As for yields, pongamia trees produce significantly more biomass per acre than soybeans with a fraction of the water, fertilizer, and pesticides, according to founder and CEO Naveen Sikka.
On idle agricultural land, an orchard of pongamia trees captures 115 metric tons of carbon per acre over 30 years, putting it among the most sustainable sources of edible oil and plant protein, claimed Sikka, who founded Terviva in 2010 with Maggie Kavalaris, Anne Slaughter, and Joe Andrew.
Sourcing and capacity
While Terviva is currently sourcing pongamia beans from India as it builds up a domestic network of growers, it has built an IP platform around high-yielding pongamia trees coupled with propagation techniques that deliver scalable, consistent crops in a variety of locations including Florida (where it partners with fruit growers devastated by citrus greening disease) and Hawaii (on land previously dedicated to sugarcane), said Sikka.

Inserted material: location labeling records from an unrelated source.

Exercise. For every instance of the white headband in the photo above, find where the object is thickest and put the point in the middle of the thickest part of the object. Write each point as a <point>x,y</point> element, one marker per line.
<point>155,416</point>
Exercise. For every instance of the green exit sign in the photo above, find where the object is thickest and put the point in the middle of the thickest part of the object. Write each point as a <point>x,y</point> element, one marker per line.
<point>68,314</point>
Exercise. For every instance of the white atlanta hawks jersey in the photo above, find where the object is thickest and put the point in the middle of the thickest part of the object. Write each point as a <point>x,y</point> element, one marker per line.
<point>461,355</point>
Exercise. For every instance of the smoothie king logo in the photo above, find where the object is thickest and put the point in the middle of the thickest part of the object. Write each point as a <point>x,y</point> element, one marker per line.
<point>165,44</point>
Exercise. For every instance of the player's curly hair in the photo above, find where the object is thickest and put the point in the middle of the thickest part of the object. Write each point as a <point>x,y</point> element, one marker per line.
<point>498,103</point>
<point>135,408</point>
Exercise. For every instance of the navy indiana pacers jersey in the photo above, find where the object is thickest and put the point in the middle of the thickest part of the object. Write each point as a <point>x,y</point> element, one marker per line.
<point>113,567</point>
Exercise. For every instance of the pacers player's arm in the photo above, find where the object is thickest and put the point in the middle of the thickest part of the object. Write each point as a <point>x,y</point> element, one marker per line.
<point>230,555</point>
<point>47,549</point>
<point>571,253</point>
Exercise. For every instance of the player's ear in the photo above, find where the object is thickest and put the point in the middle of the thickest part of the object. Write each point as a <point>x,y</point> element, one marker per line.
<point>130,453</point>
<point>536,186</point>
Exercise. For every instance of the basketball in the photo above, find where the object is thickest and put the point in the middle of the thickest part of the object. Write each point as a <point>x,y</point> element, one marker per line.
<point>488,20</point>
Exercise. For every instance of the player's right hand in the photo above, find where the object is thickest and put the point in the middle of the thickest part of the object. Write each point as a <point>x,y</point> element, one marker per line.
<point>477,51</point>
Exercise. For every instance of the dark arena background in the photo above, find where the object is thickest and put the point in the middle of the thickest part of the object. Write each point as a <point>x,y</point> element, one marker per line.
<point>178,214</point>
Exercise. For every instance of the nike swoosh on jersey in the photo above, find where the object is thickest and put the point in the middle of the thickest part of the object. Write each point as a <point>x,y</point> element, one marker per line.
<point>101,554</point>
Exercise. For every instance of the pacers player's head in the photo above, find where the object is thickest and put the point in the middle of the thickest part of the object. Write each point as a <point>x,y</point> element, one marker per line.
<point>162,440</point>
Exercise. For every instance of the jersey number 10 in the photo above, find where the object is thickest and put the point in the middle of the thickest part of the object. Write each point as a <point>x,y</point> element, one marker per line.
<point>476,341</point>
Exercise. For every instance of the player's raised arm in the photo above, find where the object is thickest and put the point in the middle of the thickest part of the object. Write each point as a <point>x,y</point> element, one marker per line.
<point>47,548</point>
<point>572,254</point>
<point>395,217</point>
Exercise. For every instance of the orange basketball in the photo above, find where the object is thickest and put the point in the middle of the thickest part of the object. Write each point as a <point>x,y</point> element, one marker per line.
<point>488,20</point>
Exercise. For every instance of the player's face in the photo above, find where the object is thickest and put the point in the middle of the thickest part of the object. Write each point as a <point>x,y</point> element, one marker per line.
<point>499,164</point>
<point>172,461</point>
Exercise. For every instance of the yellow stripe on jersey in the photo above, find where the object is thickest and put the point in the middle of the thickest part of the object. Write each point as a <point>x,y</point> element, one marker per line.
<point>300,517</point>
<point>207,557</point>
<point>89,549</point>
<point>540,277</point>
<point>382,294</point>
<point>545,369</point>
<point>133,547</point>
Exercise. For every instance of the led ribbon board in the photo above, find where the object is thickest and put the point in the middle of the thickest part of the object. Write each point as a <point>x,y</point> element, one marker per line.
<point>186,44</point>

“In India the trees are grown with no fertilizer, no extra water, so they are actually zero input. When we grow the trees in more traditional agriculture settings in Florida and Hawaii, we try to do the same thing, and importantly, we spray no chemicals on these trees, but we add a little supplemental fertilizer.
"We have close to 1,500 acres planted right now in that 2-4-year stage of life [it takes around four years before the trees start producing beans for harvesting].
“We're all about decarbonizing food and agriculture, about making climate resilient food ingredients, helping communities that have poor quality land.”
From a regulatory perspective, Terviva is putting together GRAS determinations for its ingredients to access the US market, and is working through the relevant regulatory frameworks in several other markets, said Astwood.
"We are in good shape and have already published the core safety elements of the assessment food and chemical toxicology."
EDITOR’S NOTE: Terviva and Ciranda representatives will be available in booth #1928 (Ciranda) and #1775 (Terviva) to sample Ponova oil at the Supply Side West trade show November 2-3 in Las Vegas.